Glasgow University told new students in August that they would not be guaranteed accommodation this year and those living within commuting distance were automatically denied accommodation. The university said this was due to a rise in demand for places coupled with a “significant contraction” in Glasgow’s private rental market.
Eamon Mcguill, a father from Oldham, said his daughter and two friends have been left with nowhere to live for her first year studying philosophy at Glasgow after the private flat they thought they had secured fell through. The three freshers are now planning to sleep on a family member’s floor in Edinburgh for a few weeks and commute into the university while they keep searching. “Of course it’s all worse for her, but as a parent you really worry,” he said. “I’ve got no reassurance that she is safe, that she has her own space to go to.”
The annual scrum to secure student rentals is not new, but campaigners and universities say it is getting worse as landlords pull out of the student market and switch to running more lucrative Airbnbs and holiday lets.
When Hannah McGill, a sociology student, secured her first privately rented student flat in Edinburgh in 2019, it was as a result of winning a race. “There was so much competition – people used to have friends waiting outside the office so they could text them from inside the viewing and beat everyone else,” she said.

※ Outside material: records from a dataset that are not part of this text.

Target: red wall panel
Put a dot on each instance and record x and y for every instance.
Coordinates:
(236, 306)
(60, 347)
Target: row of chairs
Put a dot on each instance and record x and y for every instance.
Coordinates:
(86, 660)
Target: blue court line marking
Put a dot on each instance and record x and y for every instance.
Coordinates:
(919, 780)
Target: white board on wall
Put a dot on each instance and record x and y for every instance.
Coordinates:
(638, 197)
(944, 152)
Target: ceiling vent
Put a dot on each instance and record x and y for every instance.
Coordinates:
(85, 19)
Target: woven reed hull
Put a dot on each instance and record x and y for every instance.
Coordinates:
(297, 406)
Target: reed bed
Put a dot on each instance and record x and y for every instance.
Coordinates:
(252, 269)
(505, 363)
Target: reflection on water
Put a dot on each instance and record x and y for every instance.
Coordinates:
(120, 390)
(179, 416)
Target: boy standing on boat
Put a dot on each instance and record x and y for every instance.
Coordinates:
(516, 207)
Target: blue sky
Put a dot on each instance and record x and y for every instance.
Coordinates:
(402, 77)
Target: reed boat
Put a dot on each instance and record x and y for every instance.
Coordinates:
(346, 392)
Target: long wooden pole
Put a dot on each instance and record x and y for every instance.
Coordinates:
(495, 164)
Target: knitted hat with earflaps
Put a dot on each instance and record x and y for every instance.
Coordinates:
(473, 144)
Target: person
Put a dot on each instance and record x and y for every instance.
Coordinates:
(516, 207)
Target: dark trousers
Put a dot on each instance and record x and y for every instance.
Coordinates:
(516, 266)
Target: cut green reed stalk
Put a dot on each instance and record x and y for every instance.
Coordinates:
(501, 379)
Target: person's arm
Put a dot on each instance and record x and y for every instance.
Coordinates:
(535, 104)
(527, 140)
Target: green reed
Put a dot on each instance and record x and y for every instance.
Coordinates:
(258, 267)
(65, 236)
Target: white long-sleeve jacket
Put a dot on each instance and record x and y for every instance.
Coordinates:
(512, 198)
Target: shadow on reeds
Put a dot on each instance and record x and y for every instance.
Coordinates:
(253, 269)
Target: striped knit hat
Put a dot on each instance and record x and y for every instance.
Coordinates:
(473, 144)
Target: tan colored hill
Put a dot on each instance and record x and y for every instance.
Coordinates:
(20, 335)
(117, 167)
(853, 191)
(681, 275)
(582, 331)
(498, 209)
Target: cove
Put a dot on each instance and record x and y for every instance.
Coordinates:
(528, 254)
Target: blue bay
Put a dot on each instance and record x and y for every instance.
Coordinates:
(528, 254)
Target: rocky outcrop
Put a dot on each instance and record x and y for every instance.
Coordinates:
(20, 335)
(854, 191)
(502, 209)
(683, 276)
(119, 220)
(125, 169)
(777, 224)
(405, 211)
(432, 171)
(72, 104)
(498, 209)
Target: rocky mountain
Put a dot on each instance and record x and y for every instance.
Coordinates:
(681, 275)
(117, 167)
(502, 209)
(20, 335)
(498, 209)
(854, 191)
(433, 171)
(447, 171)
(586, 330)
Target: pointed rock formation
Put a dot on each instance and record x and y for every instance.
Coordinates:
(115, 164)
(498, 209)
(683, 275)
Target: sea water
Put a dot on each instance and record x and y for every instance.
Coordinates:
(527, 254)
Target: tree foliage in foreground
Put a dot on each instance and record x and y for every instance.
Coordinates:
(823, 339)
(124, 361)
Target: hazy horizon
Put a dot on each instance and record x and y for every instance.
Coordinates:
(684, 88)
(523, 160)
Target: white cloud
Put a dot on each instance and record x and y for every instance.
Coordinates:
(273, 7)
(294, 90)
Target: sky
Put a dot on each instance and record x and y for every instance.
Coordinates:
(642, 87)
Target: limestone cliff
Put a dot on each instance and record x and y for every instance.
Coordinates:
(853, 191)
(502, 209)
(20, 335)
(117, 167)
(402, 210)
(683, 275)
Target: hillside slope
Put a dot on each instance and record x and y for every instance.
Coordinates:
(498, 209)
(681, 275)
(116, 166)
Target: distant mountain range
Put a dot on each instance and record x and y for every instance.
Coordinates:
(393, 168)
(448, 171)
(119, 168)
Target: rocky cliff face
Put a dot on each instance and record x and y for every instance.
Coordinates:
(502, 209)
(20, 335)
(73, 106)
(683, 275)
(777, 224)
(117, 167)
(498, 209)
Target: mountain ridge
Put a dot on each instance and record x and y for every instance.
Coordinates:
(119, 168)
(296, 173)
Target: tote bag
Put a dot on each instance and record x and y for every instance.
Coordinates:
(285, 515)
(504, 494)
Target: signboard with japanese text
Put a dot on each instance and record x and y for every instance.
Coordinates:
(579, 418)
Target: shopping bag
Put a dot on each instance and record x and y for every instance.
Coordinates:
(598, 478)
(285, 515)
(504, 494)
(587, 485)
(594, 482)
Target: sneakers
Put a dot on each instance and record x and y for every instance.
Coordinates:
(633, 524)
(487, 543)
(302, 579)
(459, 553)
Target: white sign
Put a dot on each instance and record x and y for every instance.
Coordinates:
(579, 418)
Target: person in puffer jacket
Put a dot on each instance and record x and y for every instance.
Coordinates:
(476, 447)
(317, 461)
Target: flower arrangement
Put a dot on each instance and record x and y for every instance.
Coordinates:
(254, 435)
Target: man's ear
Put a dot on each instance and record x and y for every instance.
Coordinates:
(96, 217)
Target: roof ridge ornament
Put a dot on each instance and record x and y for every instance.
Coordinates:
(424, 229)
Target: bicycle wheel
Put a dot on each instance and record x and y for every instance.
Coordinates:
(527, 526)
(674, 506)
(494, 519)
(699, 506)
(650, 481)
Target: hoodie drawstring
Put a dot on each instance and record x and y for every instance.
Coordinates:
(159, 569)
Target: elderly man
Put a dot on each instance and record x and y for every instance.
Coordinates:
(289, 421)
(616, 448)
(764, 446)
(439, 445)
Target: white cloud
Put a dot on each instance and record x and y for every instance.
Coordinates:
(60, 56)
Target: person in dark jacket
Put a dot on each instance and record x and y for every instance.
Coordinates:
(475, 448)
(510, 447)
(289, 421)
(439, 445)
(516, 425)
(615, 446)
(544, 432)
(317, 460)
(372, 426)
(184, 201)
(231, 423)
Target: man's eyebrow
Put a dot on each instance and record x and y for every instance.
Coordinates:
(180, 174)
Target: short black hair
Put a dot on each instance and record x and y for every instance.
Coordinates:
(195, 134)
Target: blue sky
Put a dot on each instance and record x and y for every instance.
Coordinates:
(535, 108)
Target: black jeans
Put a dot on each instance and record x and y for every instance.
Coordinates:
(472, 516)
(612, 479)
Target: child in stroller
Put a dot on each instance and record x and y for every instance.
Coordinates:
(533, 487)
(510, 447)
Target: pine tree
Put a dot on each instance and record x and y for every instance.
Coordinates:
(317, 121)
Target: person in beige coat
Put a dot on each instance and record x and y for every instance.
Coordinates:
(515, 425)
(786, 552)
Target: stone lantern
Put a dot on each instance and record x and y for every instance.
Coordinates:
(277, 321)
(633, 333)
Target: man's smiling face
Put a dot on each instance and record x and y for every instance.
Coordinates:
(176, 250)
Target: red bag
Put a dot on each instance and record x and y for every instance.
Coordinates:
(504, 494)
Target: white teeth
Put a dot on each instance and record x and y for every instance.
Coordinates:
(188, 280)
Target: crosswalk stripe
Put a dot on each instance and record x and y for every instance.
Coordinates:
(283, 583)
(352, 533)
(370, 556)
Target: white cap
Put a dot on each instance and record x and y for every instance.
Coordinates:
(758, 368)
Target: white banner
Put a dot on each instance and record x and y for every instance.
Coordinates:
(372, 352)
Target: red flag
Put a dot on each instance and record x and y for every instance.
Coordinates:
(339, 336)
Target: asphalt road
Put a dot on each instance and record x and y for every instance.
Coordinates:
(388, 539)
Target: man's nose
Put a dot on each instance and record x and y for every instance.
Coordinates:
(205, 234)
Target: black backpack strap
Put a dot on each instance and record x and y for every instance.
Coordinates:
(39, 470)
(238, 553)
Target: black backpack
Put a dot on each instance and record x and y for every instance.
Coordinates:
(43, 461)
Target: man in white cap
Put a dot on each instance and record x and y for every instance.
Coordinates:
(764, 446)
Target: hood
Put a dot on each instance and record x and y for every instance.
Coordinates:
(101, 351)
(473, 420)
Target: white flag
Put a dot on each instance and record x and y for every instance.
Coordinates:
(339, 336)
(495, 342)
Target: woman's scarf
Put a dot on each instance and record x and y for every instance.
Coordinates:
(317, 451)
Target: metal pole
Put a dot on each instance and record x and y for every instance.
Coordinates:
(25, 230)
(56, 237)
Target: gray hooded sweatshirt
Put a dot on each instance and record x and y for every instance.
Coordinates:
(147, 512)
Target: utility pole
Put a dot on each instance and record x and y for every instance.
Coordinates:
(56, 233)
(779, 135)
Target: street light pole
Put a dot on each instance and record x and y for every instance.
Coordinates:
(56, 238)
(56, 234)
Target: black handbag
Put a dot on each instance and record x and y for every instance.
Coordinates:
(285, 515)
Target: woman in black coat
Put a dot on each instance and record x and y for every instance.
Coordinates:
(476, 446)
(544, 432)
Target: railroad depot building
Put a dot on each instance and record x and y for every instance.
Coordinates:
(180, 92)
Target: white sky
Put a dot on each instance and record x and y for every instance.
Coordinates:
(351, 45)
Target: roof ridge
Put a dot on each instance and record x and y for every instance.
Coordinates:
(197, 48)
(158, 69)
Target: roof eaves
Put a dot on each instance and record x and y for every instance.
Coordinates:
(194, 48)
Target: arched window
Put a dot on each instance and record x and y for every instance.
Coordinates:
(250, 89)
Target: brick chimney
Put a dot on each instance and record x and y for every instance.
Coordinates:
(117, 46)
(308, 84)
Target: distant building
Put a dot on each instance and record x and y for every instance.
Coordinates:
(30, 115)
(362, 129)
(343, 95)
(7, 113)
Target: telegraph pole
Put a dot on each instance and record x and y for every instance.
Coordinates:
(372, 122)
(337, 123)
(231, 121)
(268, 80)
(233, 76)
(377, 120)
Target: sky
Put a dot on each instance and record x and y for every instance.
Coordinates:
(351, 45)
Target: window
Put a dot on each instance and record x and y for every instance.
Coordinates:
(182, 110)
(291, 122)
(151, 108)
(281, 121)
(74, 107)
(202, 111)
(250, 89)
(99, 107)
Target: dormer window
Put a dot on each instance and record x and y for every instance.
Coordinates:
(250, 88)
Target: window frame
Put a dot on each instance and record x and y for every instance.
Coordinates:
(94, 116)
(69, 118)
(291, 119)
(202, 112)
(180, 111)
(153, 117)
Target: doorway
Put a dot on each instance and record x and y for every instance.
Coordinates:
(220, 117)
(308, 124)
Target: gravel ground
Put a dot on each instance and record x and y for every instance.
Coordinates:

She and her friends intended to stay on for their master’s degrees in the forthcoming term. But earlier this year, their landlord suddenly raised the rent by more than £100 each, forcing them to give up their lease.
Walking past the building a few months later, McGill noticed a key box next to what had once been her front door. Their student home was now an Airbnb holiday let.
They had become the victims of what campaigners call a “silent eviction”, in which landlords force tenants out with untenable rent increases so that they can convert their properties to holiday lets.
Last month, St Andrews University blamed a rental shortage on an increase in Airbnbs and advised prospective students to commute from Dundee, about an hour away. Elle Glenny, a spokesperson for Scotland’s tenants’ union Living Rent, said the shortage was “the result of a housing market that prioritises the profit of landlords over tenants’ need for a home”.
“Landlords are hiking up rents far beyond affordable levels, forcing tenants out of their homes and communities, only to convert the would-be homes into more profitable holiday lets,” Glenny added.
At the University of the West of England in Bristol, more than 500 first-year students have been on a waiting list for university rooms after a “high volume of applications”. Students have been offered rooms in Newport, across the border in Wales, with travel costs included.
Bristol is another prime site for Airbnbs, with hundreds across the city. Prof Steve West, UWE’s vice chancellor and president of Universities UK, said Bristol is a “popular and vibrant city” with a serious shortage of rented accommodation. He explained that students are suffering from rising rental prices and the “sharp practice of landlords demanding half or a full year’s rent up front”.
The university is building 900 new flats ready for next year, with more to follow. But West said: “Bristol city council have limited where planning permissions would be granted for student accommodation which puts pressure on new-build developments.”
Ben Giles, managing director of Balloon Letting Company in Bristol, said they have been getting hundreds of calls every week from “desperate” students since the start of August.
“When we put up a student property now the phone rings straight away and doesn’t stop for about six hours,” he said. “We are even putting students in properties in Bath.”
Typically the student rental market goes quiet at the end of September, with everyone focusing on starting university and settling in. But this year is different. Giles said: “I’m expecting students to still be looking for property in Bristol for the rest of the year.”